Forecasting and Econometric Models
By Saul H. Hymans
An econometric model is one of the tools economists use to forecast future developments in the economy. In the simplest terms, econometricians measure past relationships among such variables as consumer spending, household income, tax rates, interest rates, employment, and the like, and then try to forecast how changes in some variables will affect the future course of others.
Before econometricians can make such calculations, they generally begin with an economic model, a theory of how different factors in the economy interact with one another. For instance, think of the economy as comprising households and business firms, as depicted in Figure 1. Households supply business firms with labor services (as tailors, accountants, engineers, etc.) and receive wages and salaries from the business firms in exchange for their labor. Using the labor services, businesses produce various outputs (clothing, cars, etc.) that are available for purchase. Households, using the earnings derived from their labor services, become the customers who purchase the output. The products the businesses produce wind up in the households, and the wage and salary payments return to the businesses in exchange for the products the households purchase.

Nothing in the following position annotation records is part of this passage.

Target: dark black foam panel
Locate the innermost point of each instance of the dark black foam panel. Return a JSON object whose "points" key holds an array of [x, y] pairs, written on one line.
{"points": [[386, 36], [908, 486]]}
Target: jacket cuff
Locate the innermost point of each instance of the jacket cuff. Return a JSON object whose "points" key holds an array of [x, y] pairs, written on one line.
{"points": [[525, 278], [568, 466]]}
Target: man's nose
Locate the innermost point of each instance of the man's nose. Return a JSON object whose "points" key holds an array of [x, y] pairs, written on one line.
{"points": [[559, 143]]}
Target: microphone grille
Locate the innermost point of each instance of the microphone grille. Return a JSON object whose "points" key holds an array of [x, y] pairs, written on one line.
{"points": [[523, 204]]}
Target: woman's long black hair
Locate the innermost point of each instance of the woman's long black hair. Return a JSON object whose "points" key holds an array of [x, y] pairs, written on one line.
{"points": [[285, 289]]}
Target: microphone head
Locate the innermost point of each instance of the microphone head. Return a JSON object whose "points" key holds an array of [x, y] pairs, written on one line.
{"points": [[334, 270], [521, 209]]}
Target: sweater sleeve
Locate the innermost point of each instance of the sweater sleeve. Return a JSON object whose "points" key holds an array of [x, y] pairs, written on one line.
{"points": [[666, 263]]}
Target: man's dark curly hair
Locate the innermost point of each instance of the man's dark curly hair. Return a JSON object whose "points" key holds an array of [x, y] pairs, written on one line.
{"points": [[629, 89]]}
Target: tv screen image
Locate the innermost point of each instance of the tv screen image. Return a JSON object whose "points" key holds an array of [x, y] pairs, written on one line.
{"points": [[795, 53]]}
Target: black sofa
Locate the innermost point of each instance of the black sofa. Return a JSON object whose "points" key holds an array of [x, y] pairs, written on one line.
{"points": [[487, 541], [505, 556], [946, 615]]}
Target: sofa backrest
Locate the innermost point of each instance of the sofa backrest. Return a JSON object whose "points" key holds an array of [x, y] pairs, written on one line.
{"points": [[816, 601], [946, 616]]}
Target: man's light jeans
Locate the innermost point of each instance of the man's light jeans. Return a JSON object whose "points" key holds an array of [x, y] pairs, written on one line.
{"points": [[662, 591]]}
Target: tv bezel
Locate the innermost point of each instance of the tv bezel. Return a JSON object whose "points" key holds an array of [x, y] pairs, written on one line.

This chain of events, as shown by the activities numbered 1–5 in Figure 1, is a description—or diagrammatic model—of the operation of a privateenterprise economy. It is obviously incomplete. There is no central bank supplying money, no banking system, and no government levying taxes, building roads, or providing education or national defense. But the essentials of the economy’s private sector—working, producing, and buying products and services—are represented in a useful way in Figure 1.
The diagrammatic model of Figure 1 has certain disadvantages when it comes to representing quantities such as the value of the wage and salary payments or the number of cars produced. To represent magnitudes more conveniently, economists employ a mathematical model, a set of equations that describe various relationships between variables. Consider household purchases of output, shown as activity 4 in Figure 1. If W is the value of the wages and salaries households earn, and C is household expenditures on clothing, then the equation C = .12W states that households spend 12 percent of their wages and salaries on clothing. An equation could also be constructed to represent household purchases of cars or any other goods and services. Indeed, each of the activities pictured in Figure 1 can be represented in the form of an equation. Doing so may take a blend of economic theory, basic economic facts about the particular economy, and mathematical sophistication; but once done, the result would be a mathematical or quantitative economic model, which is but one important step away from an econometric model.
In the equation for clothing purchases, C = .12W, “12 percent” was selected purely for illustrative purposes. But if the model is to say anything useful about today’s American economy, it must contain numbers (econometricians and others applying similar statistical methods refer to such numbers as “parameters”) that describe what actually goes on in the real world. For this purpose, we must turn to the relevant historical data to find out what percentage of household income Americans do, in fact, typically spend on clothing.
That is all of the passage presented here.